The upshot is that same-sex couples and their friends and families will have 14 jurisdictions, including the District of Columbia, where they will be able to marry and where they also will be able to receive the identical federal benefits received by heterosexual couples. But there are 37 states left to persuade, and in those states, federal benefits for married couples can be limited to heterosexual couples. The former truly is great news, even if the latter is not easy news.
And yet in Shelby County v. Holder, this same Court seems to have rejected the structure argument altogether. Opinion weeks like this makes wonder about the bi-polar nature of SCOTUS. What happened to deferring to Congressional findings of fact? It is not as though the VRA had not been recently re-approved.
An excellent legal analysis by Prof. Hamilton. Well worth the time
to read and analyze. However, Prof.
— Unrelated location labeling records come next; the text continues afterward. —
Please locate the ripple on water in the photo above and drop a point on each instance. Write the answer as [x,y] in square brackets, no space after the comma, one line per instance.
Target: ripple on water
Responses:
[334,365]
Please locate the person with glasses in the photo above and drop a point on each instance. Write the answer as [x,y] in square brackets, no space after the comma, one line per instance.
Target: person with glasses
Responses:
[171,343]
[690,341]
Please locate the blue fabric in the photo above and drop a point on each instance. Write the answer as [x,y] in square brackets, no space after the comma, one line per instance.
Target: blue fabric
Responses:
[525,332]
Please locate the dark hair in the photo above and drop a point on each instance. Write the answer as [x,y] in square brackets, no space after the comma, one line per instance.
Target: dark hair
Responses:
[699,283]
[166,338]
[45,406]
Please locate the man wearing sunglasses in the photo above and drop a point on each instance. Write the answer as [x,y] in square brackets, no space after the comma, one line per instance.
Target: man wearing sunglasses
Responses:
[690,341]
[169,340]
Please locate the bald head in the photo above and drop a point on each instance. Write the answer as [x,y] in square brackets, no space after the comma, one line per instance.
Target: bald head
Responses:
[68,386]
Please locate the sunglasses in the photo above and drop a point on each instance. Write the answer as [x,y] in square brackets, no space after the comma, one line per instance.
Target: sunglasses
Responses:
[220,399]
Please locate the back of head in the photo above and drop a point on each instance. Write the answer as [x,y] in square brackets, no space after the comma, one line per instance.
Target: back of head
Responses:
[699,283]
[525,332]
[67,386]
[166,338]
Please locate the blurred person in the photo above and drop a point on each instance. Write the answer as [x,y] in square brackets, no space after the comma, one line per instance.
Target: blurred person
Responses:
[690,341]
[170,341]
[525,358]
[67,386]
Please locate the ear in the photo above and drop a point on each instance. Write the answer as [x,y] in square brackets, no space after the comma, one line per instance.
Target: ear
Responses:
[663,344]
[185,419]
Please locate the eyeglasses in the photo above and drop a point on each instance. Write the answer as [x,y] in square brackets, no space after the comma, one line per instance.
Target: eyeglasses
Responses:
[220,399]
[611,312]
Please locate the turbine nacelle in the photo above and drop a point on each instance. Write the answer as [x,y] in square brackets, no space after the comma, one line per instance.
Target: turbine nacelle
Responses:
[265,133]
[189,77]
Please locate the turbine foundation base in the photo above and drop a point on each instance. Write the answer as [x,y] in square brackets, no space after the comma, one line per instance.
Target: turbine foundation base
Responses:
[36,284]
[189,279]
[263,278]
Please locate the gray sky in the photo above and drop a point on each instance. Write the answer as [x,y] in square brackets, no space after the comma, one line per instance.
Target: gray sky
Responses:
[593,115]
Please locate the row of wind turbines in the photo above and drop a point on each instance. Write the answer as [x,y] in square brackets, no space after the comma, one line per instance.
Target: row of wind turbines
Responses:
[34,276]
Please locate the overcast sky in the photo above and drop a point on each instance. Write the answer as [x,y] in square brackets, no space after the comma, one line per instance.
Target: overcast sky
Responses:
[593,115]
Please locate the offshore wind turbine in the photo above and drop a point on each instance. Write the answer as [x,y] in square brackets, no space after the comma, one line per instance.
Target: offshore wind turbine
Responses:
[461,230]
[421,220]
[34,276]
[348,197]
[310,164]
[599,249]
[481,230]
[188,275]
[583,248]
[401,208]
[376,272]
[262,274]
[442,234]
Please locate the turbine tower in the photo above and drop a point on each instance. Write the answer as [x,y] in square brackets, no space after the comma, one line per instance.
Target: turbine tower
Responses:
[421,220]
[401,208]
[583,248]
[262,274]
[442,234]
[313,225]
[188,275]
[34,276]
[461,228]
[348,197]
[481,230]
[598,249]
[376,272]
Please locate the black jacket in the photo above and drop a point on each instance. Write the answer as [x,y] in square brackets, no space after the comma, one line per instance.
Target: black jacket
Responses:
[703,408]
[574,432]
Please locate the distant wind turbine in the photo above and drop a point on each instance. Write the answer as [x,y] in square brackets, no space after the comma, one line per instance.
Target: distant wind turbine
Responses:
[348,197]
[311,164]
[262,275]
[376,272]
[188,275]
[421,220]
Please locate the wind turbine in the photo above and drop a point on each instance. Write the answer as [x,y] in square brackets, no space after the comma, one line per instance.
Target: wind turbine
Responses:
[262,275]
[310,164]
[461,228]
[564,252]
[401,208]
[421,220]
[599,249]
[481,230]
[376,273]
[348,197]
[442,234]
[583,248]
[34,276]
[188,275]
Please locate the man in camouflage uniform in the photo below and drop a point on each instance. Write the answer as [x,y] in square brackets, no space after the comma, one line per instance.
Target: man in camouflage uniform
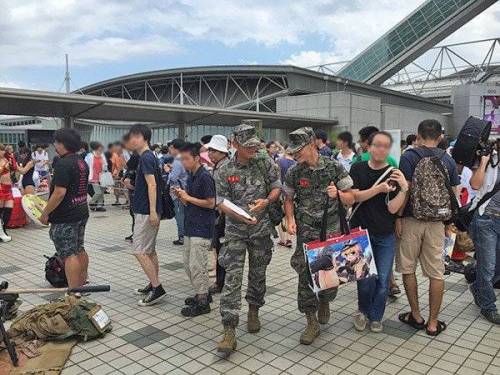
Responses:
[307,187]
[243,181]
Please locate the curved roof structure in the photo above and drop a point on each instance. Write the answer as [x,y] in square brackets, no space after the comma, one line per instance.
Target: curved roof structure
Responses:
[248,87]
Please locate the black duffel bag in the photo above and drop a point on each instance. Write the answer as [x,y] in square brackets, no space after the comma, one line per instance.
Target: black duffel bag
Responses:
[465,214]
[54,271]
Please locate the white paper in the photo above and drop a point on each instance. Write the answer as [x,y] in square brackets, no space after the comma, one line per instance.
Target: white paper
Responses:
[236,209]
[101,318]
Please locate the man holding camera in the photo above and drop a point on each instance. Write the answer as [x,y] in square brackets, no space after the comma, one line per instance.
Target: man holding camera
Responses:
[485,232]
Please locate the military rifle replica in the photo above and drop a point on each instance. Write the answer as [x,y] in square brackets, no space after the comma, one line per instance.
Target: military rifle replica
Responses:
[9,304]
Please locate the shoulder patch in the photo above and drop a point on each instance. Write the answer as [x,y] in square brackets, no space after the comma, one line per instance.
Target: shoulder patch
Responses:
[233,179]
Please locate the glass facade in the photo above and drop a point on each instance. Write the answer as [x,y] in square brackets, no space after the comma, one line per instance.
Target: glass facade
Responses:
[410,31]
[11,138]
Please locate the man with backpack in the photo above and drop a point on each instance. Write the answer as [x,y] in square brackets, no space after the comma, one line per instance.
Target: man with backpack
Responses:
[147,208]
[433,179]
[485,232]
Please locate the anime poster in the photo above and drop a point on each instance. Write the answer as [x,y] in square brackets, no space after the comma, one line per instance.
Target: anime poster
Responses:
[340,260]
[492,113]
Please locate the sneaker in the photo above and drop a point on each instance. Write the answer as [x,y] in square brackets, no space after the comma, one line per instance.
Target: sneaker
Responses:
[198,308]
[376,327]
[143,291]
[214,289]
[360,322]
[154,296]
[191,301]
[491,316]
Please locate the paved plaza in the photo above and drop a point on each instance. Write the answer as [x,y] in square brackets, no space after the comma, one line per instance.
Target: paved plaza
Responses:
[158,340]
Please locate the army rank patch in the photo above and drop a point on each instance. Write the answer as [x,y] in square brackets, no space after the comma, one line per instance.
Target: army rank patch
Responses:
[304,182]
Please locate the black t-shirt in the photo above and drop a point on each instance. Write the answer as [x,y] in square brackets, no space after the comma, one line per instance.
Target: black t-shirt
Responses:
[373,214]
[410,159]
[72,173]
[148,165]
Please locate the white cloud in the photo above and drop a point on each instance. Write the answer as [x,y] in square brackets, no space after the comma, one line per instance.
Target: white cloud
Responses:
[5,82]
[39,32]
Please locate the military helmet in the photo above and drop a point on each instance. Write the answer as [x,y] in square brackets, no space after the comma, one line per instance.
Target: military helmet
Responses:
[299,139]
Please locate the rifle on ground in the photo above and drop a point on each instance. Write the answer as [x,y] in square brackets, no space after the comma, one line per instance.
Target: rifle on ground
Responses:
[9,303]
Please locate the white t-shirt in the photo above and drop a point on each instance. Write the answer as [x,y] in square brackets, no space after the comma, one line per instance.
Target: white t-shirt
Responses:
[345,161]
[40,158]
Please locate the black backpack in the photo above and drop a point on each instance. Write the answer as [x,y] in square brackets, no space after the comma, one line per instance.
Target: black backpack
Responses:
[167,204]
[54,271]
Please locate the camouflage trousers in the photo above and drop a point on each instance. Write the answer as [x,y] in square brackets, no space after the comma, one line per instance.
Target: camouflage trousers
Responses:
[232,258]
[307,301]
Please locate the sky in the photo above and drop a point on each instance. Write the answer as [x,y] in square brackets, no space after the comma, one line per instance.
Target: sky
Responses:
[110,38]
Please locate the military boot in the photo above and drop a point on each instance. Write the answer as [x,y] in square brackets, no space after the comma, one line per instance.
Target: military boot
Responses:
[324,312]
[311,331]
[228,343]
[253,322]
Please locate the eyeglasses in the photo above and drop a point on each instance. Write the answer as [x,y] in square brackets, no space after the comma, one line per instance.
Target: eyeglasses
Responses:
[350,252]
[382,146]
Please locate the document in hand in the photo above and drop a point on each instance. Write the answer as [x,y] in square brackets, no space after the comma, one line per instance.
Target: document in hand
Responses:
[236,209]
[340,259]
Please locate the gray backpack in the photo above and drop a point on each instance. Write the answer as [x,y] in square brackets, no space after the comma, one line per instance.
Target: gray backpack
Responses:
[431,195]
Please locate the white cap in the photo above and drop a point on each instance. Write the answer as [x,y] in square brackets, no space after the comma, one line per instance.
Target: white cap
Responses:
[218,143]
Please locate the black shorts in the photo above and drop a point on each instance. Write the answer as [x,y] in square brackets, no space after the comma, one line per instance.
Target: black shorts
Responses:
[68,238]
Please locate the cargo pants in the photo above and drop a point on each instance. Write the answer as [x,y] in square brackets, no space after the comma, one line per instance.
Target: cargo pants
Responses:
[232,258]
[307,300]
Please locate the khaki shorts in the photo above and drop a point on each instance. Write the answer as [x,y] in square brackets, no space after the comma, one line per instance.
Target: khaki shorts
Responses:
[144,235]
[421,240]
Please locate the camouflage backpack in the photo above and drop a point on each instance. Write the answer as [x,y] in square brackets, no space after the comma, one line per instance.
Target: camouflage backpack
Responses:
[431,196]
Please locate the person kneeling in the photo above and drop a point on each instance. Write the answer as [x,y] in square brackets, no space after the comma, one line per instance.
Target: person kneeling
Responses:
[199,201]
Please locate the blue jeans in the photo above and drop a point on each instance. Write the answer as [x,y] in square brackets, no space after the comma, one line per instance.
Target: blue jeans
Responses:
[485,232]
[179,217]
[373,291]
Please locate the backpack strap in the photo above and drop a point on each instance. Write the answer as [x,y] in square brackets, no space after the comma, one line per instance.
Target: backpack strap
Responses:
[453,199]
[488,196]
[265,174]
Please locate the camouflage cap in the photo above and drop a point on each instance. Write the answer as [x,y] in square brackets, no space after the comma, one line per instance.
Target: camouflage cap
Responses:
[246,135]
[299,139]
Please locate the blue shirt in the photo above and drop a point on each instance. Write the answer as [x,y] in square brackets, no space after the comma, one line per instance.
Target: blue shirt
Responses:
[177,176]
[410,159]
[325,151]
[199,221]
[148,165]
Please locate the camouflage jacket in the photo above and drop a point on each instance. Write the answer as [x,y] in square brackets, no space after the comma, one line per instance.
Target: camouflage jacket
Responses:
[307,186]
[243,184]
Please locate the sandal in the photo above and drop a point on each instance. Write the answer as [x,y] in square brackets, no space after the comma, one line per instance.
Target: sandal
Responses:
[394,291]
[440,328]
[408,318]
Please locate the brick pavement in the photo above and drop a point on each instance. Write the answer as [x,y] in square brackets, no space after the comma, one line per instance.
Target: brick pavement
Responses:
[158,340]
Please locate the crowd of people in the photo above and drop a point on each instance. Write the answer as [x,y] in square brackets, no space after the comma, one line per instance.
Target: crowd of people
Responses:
[286,192]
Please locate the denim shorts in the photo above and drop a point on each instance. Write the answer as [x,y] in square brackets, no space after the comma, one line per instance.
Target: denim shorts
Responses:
[68,238]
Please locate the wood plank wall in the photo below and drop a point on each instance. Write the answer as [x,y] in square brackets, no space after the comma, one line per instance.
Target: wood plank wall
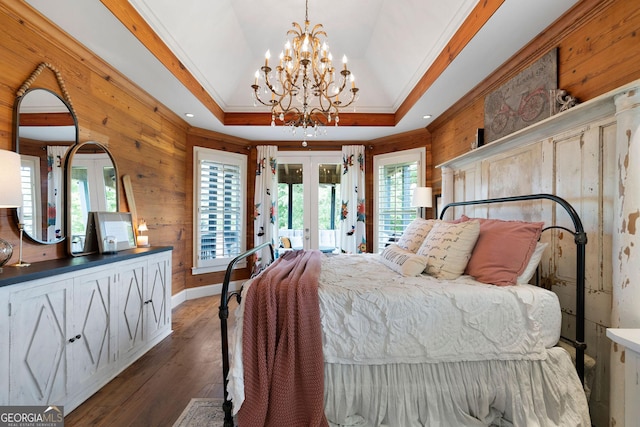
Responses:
[147,140]
[598,46]
[598,50]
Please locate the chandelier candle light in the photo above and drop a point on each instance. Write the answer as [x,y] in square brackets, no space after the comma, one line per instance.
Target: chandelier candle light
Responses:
[304,92]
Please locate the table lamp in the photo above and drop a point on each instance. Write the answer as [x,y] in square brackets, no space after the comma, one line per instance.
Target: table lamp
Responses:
[422,198]
[143,240]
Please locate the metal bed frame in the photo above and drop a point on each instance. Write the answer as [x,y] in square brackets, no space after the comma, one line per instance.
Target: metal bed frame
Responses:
[580,238]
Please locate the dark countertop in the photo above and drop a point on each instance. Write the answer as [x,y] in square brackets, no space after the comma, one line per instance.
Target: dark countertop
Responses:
[12,275]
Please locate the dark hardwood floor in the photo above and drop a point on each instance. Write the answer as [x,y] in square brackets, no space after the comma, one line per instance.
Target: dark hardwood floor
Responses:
[156,388]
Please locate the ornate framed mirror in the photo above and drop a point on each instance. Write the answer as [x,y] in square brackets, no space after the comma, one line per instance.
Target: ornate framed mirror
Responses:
[46,127]
[92,183]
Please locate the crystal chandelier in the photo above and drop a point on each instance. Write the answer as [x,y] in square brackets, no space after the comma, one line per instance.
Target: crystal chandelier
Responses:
[305,90]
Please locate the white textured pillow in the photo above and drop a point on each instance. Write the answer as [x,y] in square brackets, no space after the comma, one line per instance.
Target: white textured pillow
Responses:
[531,267]
[448,248]
[415,233]
[403,261]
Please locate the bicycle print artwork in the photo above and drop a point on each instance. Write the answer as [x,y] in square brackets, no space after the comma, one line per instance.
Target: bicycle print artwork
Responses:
[523,100]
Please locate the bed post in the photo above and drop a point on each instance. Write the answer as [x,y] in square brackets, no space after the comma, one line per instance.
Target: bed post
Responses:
[223,314]
[580,239]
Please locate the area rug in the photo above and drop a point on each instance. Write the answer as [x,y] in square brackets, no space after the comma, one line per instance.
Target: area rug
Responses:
[202,412]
Hamilton digresses into a bit of
social commentary which appears to be on slightly shakier grounds. For
instance, Prof. Hamilton asserts that “no one is contending that
heterosexual marriage must end.” To the contrary, gay activist Masha
Gessen has candidly and expressly stated, to great applause, that this
is the true goal behind the “gay marriage” movement. I don’t have any
idea if Ms. Gessen’s position is actually widely accepted, but the fact
that there is such thinking on the part of some activists must be
noted. I also question the rather simplistic manner in which Prof.
Hamilton frames the issues regarding insurance coverage for
reproductive health care.
Anyway, thank you for a very worthwhile article.
The term “no one” like “never” is usually used to mean “generally speaking” and the fact some activist makes a statement of this sort doesn’t change that. When someone says “no one does that,” you usually can find someone who does, but the statement is still mostly true.